The court in its order stated that in view of the commission’s findings, prima facie it seemed that Haqqani had to answer about the findings recorded by the commission. The court also issued notices to all respondents for appearing on the next date of hearing and directed the authorities to make the Memo Commission’s report public. The findings of the report submitted by the Memo Commission stated that it had been incontrovertibly established that the memorandum was authentic and Haqqani was its originator and architect. The report also authenticated that Haqqani sought American help; he wanted to create a niche for himself; making himself forever indispensable to the Americans.
He lost sight of the fact that he was a Pakistani citizen and Pakistan’s ambassador to the US, and therefore his loyalty could only be to Pakistan, the report said. The report added that Haqqani offered his services as part of a proposed “national security team” to a foreign government voicing “great fears” that “Pakistan’s nuclear assets were now legitimate targets” and seeking to bring “Pakistan’s nuclear assets under a more verifiable, transparent regime”. The report added that the memo said the ISI maintained “relations with the Taliban” and Haqqani offering to “eliminate Section S of the ISI and to help ‘pigeonhole the forces lined up against your interests” were acts of disloyalty to Pakistan that contravened the constitution. The report said the purpose of the memorandum was to show that the civilian government was friends with the US, but needed to be strengthened to prevail upon the army and intelligence agencies and to be able to do so, American help was required to set up a civilian national security team, headed by Haqqani. The report said the memo commission was constituted in pursuance of a judicial order passed by the court; its final conclusion and findings had also been read over by the attorney general, therefore, formally it was directed to make the report public.
The report added that there could be no two views that terrorism must be contested, terrorists fought, nuclear proliferation opposed, civilians (and not the military) determine foreign policy and the ship of state guided by civilian hands at the helm. However, what was not acceptable was that Pakistan’s ambassador beseeched a foreign government with impunity to meddle in and run our affairs.
“We may observe that Haqqani has chosen not to live in Pakistan, has been working in USA, where he appeared to have made his life, held no property or asset in Pakistan, held no money (save a paltry amount) in a Pakistani bank, but despite having no obvious ties to Pakistan was appointed to the extremely sensitive position of Pakistan’s ambassador to the US, and in addition to being paid a salary and accompanying emoluments was handed a largesse of over an amount of two million dollars a year”.

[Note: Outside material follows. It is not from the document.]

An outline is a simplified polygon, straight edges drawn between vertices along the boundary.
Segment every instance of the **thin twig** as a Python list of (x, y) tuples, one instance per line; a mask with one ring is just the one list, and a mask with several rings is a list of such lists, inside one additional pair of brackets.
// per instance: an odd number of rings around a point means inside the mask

Meanwhile, Husain Haqqani called the report “political and one-sided” and said his lawyers would address the legal flaws of the process relating to the creation and proceedings of the commission before the Supreme Court.
“The commission’s report has been released to distract attention from other more embarrassing developments,” he said, alluding to the allegations relating to the chief justice’s son Arsalan Chaudhry. Haqqani said he had nothing to do with the memo and the commission might have come to a different conclusion if it had heard him out, which it did not. “The entire proceeding reflected the political machination of ideological elements including the judiciary and had little to do with fact finding,” he added.
“The Commission has based its findings on the claims of one man, a foreigner, and dubious records presented by him, which were reinforced by an equally dubious exercise termed as forensics. Just as a reliable post-mortem examination of a dead body cannot be carried out at the home of a doctor of someone’s choice, it was absurd to call showing the accuser’s electronic devices to an expert of his choice at the Pakistan High Commission in London a forensic examination.”
He said the memo issue had been based on newspaper clippings and the SC had created the commission amid an orchestrated media campaign against him.
Haqqani said the SC “cannot act as a trial court and must not abuse its authority as the court of final appeal to divert attention from the embarrassment of its politicised leadership”.
Haqqani said while he continued to respect the judiciary, he refused to let his patriotism judged by those who had endorsed martial law regimes and had even given the right to military dictators to amend the constitution.